With customers in major expanding markets like Phoenix, Las Vegas, and portions of Southern California, Cox—the longest running cable company in the United States—would strengthen Charter’s position. Within three years of the deal completing, the firms anticipate cost savings of $500 million annually.
“You really do need scale in this business,” said Andrew Cole, executive chairman of Glow Services, a telecom-focused software company, and board member of European cable company Liberty Global. Liberty Global, like Charter, is part of cable mogul John Malone’s communications empire.
“The coming-together of cable in its entirety over time will happen because that’s the only way they can compete against these giants, which are the telcos,” Cole said.
About 23% of the merged business will be held by the family-run Cox Enterprises, which will also assume Cox’s about $12 billion in outstanding debt. Charter announced on Friday that Cox will essentially replace Liberty as the source of long-term finance.
The combined business, which will have its headquarters in Stamford, Conn., intends to rebrand as Cox Communications within a year after the Charter-Cox closes. The brand that will interact with consumers will be Spectrum.
Malone, who transformed Charter from a minor cable operator into one of the biggest in the country about ten years ago by acquiring Time Warner Cable, is making another significant wager. The future of television was then his biggest concern. The biggest challenge is the future of broadband to safeguard the cable broadband industry.
Over the past few years, Malone, who is approaching his 80s, has been trying to solidify his legacy by streamlining his extensive telecom and media holdings. In an effort to streamline its ownership structure, Charter decided to purchase Malone’s Liberty Broadband, its largest shareholder, last year. On Friday, Charter executives said that the move will conclude concurrently with the Cox deal.
Malone is prepared to hand the reins over to a new partner, at least in the cable industry, as seen by Charter’s choice to take on the Cox name.
Despite being a significant player in the pay-TV and internet markets, Cox is still outsized by Comcast and Charter. While rival cable and telecom businesses grew through ever-larger acquisitions, the family-run business in Atlanta has chosen to remain private for the past two decades.

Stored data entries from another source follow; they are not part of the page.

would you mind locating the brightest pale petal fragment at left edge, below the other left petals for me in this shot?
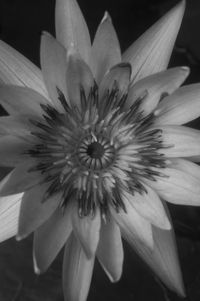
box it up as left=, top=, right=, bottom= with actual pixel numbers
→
left=0, top=193, right=23, bottom=242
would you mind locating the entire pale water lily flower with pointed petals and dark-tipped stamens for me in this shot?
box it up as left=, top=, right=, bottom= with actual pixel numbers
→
left=0, top=0, right=200, bottom=301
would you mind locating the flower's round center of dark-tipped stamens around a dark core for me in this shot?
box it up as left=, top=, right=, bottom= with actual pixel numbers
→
left=28, top=74, right=169, bottom=216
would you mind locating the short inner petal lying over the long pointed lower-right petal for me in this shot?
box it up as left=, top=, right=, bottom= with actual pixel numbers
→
left=127, top=185, right=171, bottom=230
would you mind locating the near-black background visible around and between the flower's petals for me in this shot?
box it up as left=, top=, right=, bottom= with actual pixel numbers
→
left=0, top=0, right=200, bottom=301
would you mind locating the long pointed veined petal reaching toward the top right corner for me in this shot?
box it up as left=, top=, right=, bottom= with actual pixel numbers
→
left=122, top=1, right=185, bottom=81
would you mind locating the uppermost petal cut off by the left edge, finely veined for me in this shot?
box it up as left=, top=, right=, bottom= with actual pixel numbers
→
left=0, top=41, right=48, bottom=97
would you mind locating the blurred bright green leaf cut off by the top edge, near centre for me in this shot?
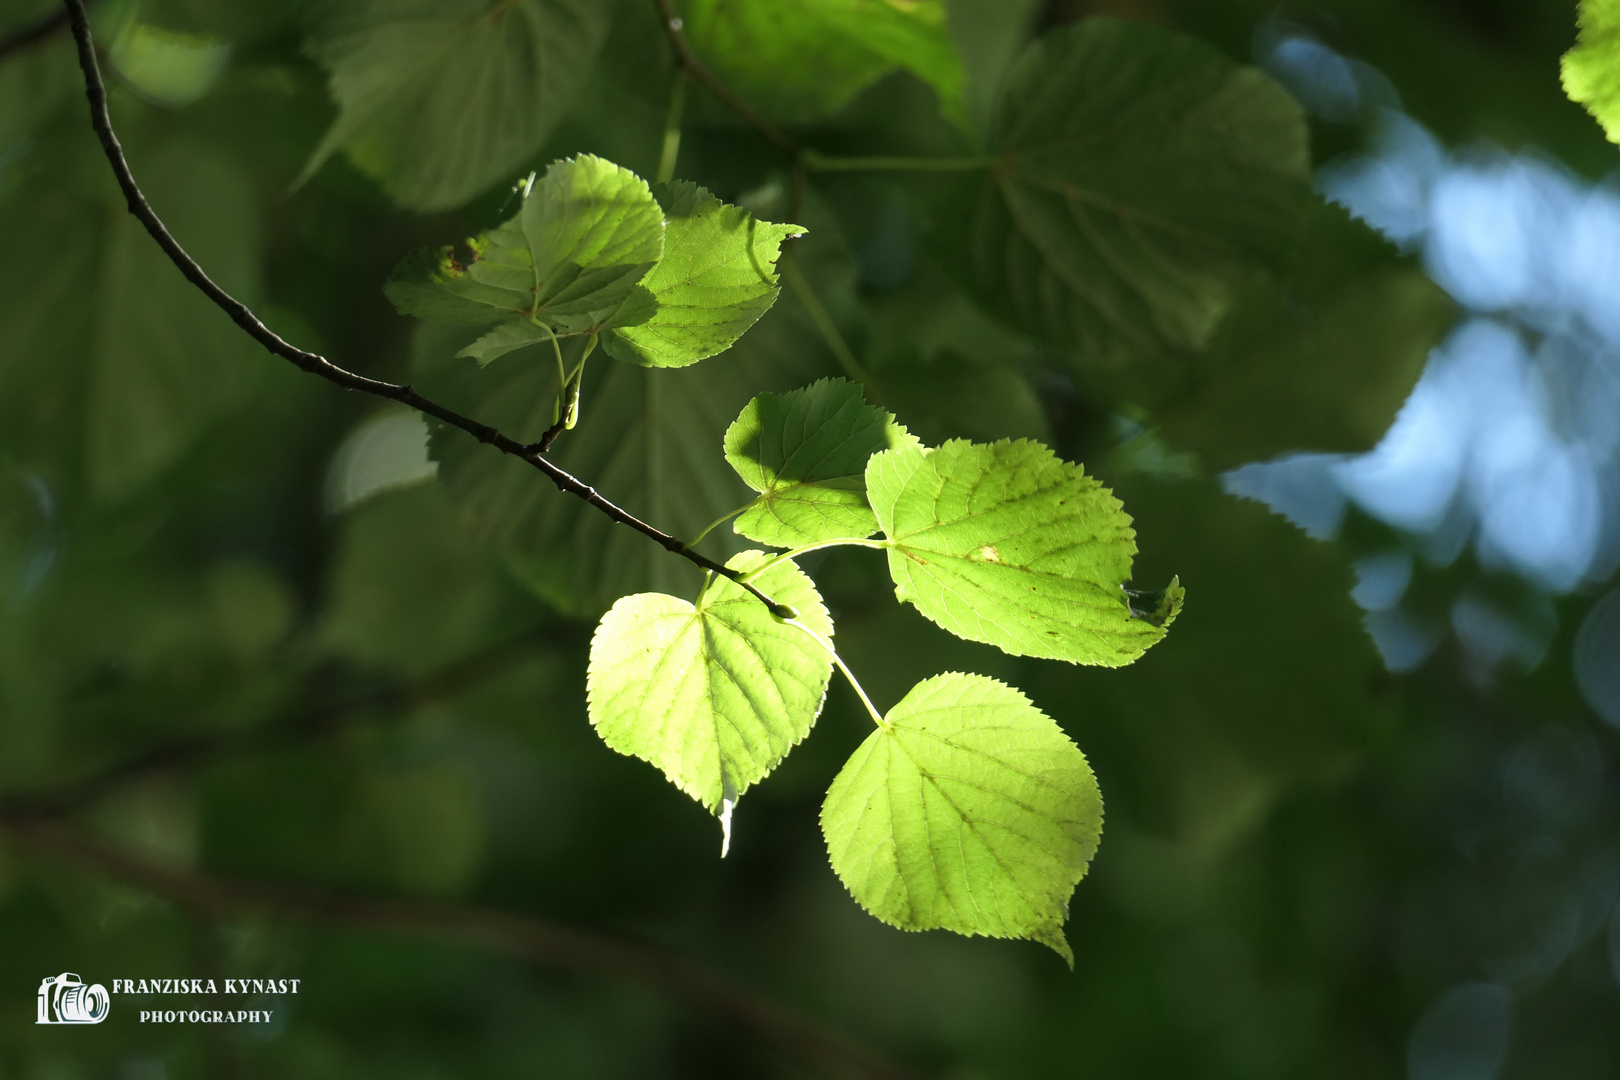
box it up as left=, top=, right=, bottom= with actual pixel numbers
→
left=685, top=0, right=962, bottom=121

The Trump administration postponed its predecessor’s $42.5 billion government broadband-construction initiative, which further increased the short-term uncertainty for the cable broadband industry and internet service providers like Charter at large. While it examines the program’s requirements, the Commerce Department has suspended funds to state authorities that were scheduled to begin awarding contracts this year.
Additionally, streaming is still affecting cable companies’ video divisions.
Instead of watching MTV these days, customers stream Netflix. By expanding into live sports, which were once a staple of pay-TV packages, streamers—some of which are owned by tech giants like Amazon and Apple—have further weakened cable’s hold on video consumers.